Accounting for Methods in Data Journalism: Spreadsheets, Scripts and Programming Notebooks

Written by: Sam Leon

With the rise of data journalism, ideas around what can be considered a journalistic source are changing. Sources come in many forms now: public datasets, leaked troves of emails, scanned documents, satellite imagery and sensor data. In tandem with this, new methods for finding stories in these sources are emerging. Machine learning, text analysis and some of the other techniques explored elsewhere in this book are increasingly being deployed in the service of the scoop.

But data, despite its aura of hard objective truth, can be distorted and mis-represented. There are many ways in which data journalists can introduce error into their interpretation of a dataset and publish a misleading story. There could be issues at the point of data collection which prevent general inferences being made to a broader population. This could, for instance, be a result of a self-selection bias in the way a sample was chosen, something that has become a common problem in the age of internet polls and surveys. Errors can also be introduced at the data processing stage. Data processing or cleaning, can involve geocoding, correcting misspelled names, harmonising categories or excluding certain data points altogether if, for instance, they are considered statistical outliers. A good example of this kind of error at work is the inaccurate geocoding of IP addresses in a widely reported study that purported to show a correlation between political persuasion and consumption of porn1. Then of course we have the meat of the data journalist’s work, analysis. Any number of statistical fallacies may affect this portion of the work such as mistaking correlation with causation or choosing an inappropriate statistic to summarise the dataset in question.

Given the ways in which collection, treatment and analysis of data can change a narrative - how does the data journalist reassure the reader that the sources they have used are reliable and that the work done to derive their conclusions is sound?

In the case that the data journalist is simply reporting the data or research findings of a third-party, they need not deviate from traditional editorial standards adopted by many major news outlets. A reference to the institution that collected and analysed the data is generally sufficient. For example, a recent Financial Times chart on life expectancy in the UK is accompanied by a note which says: “Source: Club Vita calculations based on EuroStat data”. In principle, the reader can then make an assessment of the credibility of the institution quoted. While a responsible journalist will only report studies they believe to be reliable, the third-party institution is largely responsible for accounting for the methods through which it arrived at its conclusions. In an academic context, this will likely include processes of peer review and in the case of scientific publishing it will invariably include some level of methodological transparency.

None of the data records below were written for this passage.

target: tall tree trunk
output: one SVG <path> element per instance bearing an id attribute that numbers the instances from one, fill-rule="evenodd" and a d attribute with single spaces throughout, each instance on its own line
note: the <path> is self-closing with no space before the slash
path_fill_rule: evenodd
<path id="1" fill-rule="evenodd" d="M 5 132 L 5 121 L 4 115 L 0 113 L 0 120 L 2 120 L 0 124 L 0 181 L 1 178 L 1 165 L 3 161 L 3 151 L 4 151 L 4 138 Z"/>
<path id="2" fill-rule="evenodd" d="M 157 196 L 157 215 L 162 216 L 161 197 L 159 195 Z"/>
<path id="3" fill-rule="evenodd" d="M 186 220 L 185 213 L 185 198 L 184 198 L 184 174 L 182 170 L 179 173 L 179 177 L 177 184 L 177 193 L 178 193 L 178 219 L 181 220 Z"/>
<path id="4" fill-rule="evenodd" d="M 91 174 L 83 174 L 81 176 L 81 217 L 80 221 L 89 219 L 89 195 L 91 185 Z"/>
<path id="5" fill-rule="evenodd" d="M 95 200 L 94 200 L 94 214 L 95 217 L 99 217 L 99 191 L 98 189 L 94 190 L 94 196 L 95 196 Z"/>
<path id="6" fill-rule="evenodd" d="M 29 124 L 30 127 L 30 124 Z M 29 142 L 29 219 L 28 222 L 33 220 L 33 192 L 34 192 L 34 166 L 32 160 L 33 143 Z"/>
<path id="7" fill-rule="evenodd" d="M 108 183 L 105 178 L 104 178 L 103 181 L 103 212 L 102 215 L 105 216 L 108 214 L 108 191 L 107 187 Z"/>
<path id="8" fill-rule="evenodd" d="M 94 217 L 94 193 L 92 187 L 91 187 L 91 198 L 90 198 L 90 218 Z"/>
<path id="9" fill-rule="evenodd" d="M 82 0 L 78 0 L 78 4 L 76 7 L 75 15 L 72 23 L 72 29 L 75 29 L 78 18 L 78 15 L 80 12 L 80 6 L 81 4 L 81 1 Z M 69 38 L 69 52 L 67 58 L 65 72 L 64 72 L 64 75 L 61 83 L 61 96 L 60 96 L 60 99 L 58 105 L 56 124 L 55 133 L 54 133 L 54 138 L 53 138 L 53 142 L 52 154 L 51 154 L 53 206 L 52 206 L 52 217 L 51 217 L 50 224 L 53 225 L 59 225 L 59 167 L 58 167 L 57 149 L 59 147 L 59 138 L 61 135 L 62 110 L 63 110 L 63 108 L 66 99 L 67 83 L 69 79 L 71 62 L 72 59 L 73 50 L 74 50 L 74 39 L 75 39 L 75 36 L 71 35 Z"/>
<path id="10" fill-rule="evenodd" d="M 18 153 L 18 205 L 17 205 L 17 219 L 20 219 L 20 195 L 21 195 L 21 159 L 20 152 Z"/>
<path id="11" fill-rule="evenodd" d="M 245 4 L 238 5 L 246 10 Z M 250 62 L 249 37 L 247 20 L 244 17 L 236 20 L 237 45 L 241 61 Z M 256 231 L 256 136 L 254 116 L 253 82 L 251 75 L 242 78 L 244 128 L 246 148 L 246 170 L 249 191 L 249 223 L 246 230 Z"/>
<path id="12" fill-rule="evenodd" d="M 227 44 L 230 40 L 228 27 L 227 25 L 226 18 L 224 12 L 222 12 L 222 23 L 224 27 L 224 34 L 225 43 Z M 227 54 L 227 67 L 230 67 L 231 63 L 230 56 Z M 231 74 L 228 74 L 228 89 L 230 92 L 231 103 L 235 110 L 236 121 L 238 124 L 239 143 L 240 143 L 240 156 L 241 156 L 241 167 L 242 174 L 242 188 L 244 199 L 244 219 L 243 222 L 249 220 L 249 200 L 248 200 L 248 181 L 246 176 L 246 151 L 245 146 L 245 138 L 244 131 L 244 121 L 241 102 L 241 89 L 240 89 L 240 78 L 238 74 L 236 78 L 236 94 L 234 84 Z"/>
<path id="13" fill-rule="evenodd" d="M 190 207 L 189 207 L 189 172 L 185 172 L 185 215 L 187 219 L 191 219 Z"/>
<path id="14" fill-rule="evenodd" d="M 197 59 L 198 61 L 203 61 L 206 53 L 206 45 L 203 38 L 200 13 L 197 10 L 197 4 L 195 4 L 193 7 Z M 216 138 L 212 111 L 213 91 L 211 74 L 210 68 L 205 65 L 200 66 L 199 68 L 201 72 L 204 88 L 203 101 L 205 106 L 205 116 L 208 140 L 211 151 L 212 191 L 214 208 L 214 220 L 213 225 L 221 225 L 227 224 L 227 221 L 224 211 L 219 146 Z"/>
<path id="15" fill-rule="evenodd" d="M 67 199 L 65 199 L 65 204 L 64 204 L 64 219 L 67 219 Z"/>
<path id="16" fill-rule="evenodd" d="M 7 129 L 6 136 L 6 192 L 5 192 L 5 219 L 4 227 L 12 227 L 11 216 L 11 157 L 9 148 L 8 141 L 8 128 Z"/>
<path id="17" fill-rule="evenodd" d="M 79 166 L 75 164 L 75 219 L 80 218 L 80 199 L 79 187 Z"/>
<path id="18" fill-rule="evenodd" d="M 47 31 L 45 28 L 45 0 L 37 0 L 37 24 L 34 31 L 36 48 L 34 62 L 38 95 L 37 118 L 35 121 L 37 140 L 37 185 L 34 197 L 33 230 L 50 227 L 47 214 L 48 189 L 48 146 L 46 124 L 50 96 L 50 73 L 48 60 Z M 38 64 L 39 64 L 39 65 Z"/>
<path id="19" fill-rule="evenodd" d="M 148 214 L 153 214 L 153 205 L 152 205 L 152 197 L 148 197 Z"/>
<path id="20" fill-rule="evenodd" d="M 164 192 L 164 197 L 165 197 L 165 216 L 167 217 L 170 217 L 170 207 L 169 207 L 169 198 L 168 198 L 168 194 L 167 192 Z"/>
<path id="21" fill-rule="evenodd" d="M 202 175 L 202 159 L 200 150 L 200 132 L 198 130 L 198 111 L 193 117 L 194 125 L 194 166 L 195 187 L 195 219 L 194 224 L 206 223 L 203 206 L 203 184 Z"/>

In the increasingly common case where the journalistic organisation produces the data-driven research, then they themselves are accountable to the reader for the reliability of the results they are reporting. Journalists have responded to the challenge of accounting for their methods in different ways. One common approach is to give a description of the general methodology used to arrive at the conclusions within a story. These descriptions should be framed as far as possible in plain, non-technical language so as to be comprehensible to the widest possible audience. A good example of this approach taken by the Guardian and Global Witness in explaining how they count deaths of environmental activists for their Environmental Defenders series.2

But – as with all ways of accounting for social life – written accounts have their limits. The most significant issue with them is that they generally do not specify the exact procedures used to produce the analysis or prepare the data. This makes it difficult, or in some cases impossible, to exactly reproduce steps taken by the reporters to reach their conclusions. In other words, a written account is generally not a reproducible one. In the example above, where the data acquisition, processing and analysis steps are relatively straightforward, there may be no additional value in going beyond a general written description. However, when more complicated techniques are employed there may be a strong case for employing reproducible approaches.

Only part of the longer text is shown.